First off, this is not anyone I know; this is a stock photo. But the image is right for what I am about to tell you.
When I was a mother of young children, my favorite thing to do was to chat with them before they went to sleep. All kinds of things came out as we lay closely beside each other in the dimness: things they wondered about or worried about or had noticed briefly but now had time to consider more fully. Funny things. Poignant things. Surprising things. These talks always reminded me of writer Phyllis Theroux’s story of trying to elicit more details from a story her son was telling her, only to have him say, “Is this going in the Times or the Washington Post?” (She wrote a lot about children, you see. Wrote wonderful pieces about them for newspapers and magazines, and she has a number of books. If you’ve never read her, you’re in for a treat.)
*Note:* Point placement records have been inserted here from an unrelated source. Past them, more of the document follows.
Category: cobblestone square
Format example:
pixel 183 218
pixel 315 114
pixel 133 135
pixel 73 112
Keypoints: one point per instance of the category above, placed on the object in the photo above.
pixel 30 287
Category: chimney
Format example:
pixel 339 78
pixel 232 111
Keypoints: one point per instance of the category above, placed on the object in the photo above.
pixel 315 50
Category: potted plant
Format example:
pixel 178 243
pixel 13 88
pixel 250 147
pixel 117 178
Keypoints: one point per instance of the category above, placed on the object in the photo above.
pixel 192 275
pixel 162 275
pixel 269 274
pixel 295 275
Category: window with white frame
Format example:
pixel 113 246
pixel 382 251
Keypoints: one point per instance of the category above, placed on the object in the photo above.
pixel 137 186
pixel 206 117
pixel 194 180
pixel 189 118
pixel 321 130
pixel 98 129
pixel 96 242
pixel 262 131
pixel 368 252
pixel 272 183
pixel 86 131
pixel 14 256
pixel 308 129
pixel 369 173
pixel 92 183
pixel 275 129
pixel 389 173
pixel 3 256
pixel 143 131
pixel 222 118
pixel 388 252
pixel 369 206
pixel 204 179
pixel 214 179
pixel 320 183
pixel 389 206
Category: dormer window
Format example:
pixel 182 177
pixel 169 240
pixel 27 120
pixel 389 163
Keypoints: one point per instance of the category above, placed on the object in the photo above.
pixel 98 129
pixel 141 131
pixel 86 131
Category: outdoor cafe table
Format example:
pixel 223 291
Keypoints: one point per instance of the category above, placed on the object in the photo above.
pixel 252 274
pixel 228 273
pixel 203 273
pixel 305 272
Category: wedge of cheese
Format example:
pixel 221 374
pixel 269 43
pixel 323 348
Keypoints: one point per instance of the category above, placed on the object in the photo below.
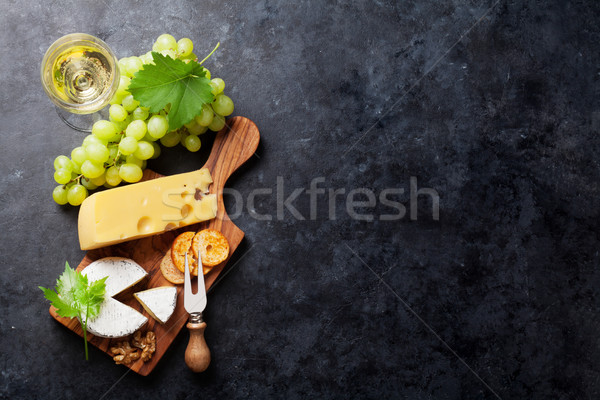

I now love to talk to my seven-year old grandson, Nate, before he goes to sleep. Not that he always goes to sleep. Correction. Not that he ever goes to sleep. The kid seems to need about fourteen minutes of sleep a night. When it’s time for him to go to sleep— or, more often, long past time for him to go to sleep, I’ll say something like, “Oh my goodness, look at the time, you really have to go to sleep now or I’ll get in trouble with your parents.” “Okay” he’ll say cheerfully and ask me to close his bedroom door. But he doesn’t go to sleep. He reads, or talks to his stuffed animals, or does math problems in his head, the kid loves math, which makes me have a hard time believing that he is really related to me.
Anyway, the other night, I was babysitting and when it was time for him to go to sleep, we lay on his bed and, to my surprise, talked about intimations of mortality.